To successfully manage type 2 diabetes in older adults, clinicians must recognize and understand the unique challenges these individuals face. While the benefits of tight glycemic control in older adults are similar to those of younger patients, physicians need to understand that barriers may interfere with older adults’ ability to perform self-care before setting goals of care. When establishing overall health goals, there must be a balance between the perceived benefits of tight glycemic control and the risks of treatment, such as hypoglycemia. Diabetes management plans should be formulated for older adults after careful consideration of their health and social backgrounds.

Recognize Comorbidities

Older adults with diabetes are at higher risk for many medical conditions that are not typically associated with diabetes, including cognitive impairment, depression, and functional decline. Identifying these conditions before forming management plans is essential.

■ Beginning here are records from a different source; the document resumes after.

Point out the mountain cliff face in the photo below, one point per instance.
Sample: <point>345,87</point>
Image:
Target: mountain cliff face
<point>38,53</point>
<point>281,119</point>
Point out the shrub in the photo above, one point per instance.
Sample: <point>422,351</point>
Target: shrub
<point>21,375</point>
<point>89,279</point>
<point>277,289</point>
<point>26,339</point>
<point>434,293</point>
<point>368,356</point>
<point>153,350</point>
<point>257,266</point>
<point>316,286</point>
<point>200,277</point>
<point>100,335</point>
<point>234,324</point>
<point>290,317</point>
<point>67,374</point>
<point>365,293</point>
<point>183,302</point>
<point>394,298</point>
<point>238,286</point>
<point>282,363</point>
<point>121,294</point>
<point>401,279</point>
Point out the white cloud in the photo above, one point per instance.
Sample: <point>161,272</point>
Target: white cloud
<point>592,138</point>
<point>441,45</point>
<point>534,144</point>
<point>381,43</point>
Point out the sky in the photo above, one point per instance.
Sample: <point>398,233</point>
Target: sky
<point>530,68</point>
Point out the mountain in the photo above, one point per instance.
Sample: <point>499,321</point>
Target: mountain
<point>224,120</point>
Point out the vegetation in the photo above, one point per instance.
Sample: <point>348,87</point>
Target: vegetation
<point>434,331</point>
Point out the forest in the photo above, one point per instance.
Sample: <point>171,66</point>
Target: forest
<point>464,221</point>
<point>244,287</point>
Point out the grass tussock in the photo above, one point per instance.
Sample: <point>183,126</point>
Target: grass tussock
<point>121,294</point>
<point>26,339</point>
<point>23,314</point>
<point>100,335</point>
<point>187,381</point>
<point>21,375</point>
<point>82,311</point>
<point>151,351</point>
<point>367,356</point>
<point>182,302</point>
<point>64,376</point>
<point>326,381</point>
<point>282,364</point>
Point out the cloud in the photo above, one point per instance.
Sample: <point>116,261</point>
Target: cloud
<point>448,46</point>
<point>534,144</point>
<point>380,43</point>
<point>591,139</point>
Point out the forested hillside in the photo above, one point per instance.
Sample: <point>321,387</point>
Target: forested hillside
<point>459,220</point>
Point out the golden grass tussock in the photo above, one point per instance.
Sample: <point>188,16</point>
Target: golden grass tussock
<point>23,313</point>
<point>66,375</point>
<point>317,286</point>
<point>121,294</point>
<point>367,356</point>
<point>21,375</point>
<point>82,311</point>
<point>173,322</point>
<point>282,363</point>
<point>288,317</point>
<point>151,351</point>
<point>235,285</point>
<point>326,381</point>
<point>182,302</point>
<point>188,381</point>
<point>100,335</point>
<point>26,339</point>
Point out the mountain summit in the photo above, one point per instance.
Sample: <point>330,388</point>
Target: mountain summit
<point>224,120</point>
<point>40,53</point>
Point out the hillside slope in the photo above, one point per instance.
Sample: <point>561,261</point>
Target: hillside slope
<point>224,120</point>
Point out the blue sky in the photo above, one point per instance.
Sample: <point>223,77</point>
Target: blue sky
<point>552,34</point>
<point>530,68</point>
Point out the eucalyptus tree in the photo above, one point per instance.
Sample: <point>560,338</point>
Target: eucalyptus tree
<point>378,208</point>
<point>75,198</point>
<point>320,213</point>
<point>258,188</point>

Early identification of subtle cognitive dysfunction, especially executive dysfunction, can enable practitioners to simplify treatment plans to avoid complications. Executive functions are important for diabetes self-care. Depression in older adults with diabetes has been linked to poor glycemic control, decreased adherence to treatment strategies, increased functional disability, and higher mortality in clinical studies. To screen for depression, the Geriatric Depression Scale can be of help.

Older people with diabetes are also at increased risk of falls due to lower limb dysfunction, cardiovascular disease, polypharmacy, and impaired balance. Since improved glycemic control can help prevent progression of diabetes-related microvascular and macrovascular complications, it may also decrease the fall risks. On the other hand, it’s important to prevent hypoglycemia as it may manifest as dizziness or weakness and increase fall risks. These patients may benefit greatly from resistance training to improve strength and mobility. Initiating referrals to appropriate specialists (eg, physical and therapists, elder services, and social workers) may also be beneficial.

Several unique syndromes, although less common, may also be considered in older adults with diabetes. Diabetic amyotrophy, for example, occurs primarily in older male patients with the disease. Diabetic neuropathic cachexia is another syndrome that consists of peripheral neuropathy, depression, and weight loss among older diabetics. Accidental hypothermia and severe infections are also more common in older patients with diabetes.

Setting Goal of Care

When developing goals of care in older patients with diabetes, physicians and other healthcare providers should be cognizant of the following:

Duration of disease and age of diabetes onset.
Presence of complications and comorbidities.
Patient preferences.
Variable life expectancy.
Social support systems.
Financial status.

Hypoglycemia is a symptom that physicians try to avoid when treating all patients with diabetes, but there are different clinical features of it for older and younger patient groups. When compared with younger patients, older adults with have more neuroglycopenic manifestations of hypoglycemia (eg, dizziness, weakness, delirium and confusion) rather than adrenergic symptoms (eg, tremors and sweating). The autonomic warning symptoms of hypoglycemia are often reduced in older adults.

When complex treatment regimens are given to older patients in adverse clinical or psychosocial environments, there is a risk for decreased compliance and poor glycemic control. In these instances, it’s important to simplify all diabetes treatment regimens to avoid overwhelming patients and to perhaps help prevent medication errors. Most importantly, the goals of care should be reassessed at frequent intervals because health status can change very quickly in older adults.